Russia has ‘restocked supply of Iranian-made suicide drones’ as it unleashes fresh wave: reports
- Russian and Ukrainian sources reported that Shahed-136 drones had been used in fresh attacks on Kyiv and other locations in Ukraine
- The United Nations is looking into accusations that Iran supplied Russia with drones, UN Secretary-General Antonio Guterres said this week

Russia appears to have used deadly Iranian-made drones to strike Ukraine after a three-week hiatus, suggesting it has restocked its supply and resolved previous issues that stopped them from working in cold weather, reports say.
Ukrainian news agency UNIAN and the UK’s defence ministry said the drones had not been used in Ukraine since November 17, the first day that it snowed in the country this year.
Reports suggested that Russia appeared to be running out of its supply of the deadly drones.
Yevgeny Silkin, a top Ukrainian military official, also recently said that Russia was having problems using the drones because they are made of plastic and other materials that are not resistant to frost.

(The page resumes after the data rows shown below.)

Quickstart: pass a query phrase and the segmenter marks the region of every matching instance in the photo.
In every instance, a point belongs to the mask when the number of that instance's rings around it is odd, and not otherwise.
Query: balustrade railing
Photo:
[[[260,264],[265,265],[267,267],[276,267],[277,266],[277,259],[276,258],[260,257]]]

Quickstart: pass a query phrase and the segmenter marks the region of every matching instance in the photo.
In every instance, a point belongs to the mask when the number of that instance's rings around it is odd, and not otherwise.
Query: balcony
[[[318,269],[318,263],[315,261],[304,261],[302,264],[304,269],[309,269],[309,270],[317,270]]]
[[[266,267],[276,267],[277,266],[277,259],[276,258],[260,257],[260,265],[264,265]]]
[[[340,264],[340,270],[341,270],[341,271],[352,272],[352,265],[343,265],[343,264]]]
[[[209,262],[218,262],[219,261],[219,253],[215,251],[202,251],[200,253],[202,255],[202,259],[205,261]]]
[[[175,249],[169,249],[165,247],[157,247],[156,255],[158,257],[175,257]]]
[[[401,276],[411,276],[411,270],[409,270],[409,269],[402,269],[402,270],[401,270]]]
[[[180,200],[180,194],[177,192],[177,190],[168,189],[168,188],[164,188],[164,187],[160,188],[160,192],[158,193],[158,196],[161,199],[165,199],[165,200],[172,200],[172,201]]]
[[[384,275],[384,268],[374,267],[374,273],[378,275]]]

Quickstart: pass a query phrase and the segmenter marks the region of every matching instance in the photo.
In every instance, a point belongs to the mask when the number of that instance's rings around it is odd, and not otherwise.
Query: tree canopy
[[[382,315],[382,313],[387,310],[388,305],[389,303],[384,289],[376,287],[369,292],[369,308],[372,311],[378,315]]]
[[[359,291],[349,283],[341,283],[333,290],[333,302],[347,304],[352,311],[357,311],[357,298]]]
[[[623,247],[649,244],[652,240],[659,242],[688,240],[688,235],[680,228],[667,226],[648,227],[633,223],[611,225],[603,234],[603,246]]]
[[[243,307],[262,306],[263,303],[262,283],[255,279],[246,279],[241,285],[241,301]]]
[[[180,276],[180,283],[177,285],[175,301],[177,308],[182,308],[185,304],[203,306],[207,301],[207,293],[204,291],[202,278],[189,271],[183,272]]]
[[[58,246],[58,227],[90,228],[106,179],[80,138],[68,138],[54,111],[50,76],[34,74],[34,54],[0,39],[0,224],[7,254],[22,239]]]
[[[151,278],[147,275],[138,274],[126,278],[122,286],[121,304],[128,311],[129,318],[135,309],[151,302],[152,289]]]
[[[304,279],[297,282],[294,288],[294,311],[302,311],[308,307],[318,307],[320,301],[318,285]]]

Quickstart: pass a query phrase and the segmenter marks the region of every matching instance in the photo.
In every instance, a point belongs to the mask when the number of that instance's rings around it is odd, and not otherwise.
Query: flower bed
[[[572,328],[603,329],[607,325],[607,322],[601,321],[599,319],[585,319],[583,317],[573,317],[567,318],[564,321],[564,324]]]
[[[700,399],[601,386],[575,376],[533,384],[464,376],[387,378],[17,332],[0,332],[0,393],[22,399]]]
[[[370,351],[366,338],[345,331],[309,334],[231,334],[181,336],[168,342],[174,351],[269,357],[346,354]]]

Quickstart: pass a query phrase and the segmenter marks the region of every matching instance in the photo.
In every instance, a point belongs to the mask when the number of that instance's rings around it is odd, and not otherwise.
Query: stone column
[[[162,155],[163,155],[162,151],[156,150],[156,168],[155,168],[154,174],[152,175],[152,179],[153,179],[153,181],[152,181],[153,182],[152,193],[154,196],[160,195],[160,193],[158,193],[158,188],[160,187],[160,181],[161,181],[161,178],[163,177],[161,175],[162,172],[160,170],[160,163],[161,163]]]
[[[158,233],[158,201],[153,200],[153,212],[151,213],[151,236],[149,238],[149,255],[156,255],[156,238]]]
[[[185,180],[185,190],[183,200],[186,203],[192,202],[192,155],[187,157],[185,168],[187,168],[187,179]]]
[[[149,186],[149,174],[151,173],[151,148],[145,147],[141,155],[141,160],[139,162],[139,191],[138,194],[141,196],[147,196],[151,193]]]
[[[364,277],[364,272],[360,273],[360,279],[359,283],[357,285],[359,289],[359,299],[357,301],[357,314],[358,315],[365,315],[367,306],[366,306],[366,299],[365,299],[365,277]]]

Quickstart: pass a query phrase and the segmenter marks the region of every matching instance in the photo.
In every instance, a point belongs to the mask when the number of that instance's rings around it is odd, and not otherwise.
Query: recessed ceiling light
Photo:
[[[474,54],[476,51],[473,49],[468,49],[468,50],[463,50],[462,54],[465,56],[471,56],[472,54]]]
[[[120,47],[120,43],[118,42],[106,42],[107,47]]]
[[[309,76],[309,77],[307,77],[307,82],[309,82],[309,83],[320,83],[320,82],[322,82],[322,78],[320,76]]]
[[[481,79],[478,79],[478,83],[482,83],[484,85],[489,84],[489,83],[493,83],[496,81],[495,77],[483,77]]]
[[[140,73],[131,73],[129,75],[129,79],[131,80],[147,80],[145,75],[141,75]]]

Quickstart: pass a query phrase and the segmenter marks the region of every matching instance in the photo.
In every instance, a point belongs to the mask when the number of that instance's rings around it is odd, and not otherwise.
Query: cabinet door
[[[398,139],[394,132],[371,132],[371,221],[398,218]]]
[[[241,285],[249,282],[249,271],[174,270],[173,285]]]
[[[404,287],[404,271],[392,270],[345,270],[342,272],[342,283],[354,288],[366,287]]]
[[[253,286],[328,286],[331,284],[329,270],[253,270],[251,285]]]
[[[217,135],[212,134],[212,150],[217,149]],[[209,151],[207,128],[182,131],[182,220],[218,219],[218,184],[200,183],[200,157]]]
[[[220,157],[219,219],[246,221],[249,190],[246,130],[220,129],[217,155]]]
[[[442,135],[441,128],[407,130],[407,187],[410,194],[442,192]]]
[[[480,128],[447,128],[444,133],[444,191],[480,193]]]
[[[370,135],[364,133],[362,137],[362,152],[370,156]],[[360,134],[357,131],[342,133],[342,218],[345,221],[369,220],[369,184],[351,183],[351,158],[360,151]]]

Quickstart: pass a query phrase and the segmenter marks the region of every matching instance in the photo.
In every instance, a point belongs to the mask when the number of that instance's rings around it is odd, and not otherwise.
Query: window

However, Ukrainian Air Force Command spokesperson Yuriy Ihnat suggested on Wednesday that Russia had resolved the issue and had started using the drones again, as did Ukrainian Southern Command Spokesperson Natalia Humenyuk, according to a report from the Institute for the Study of War (ISW).
Russian and Ukrainian sources reported that Shahed-136 drones had been used in fresh attacks on Kyiv, Dnipropetrovsk, Poltava, Zhytomyr, and Zaporizhia Oblasts, the ISW report said.
Ukrainian authorities said that Kamikaze drone strikes on Odesa left the city without power on Saturday.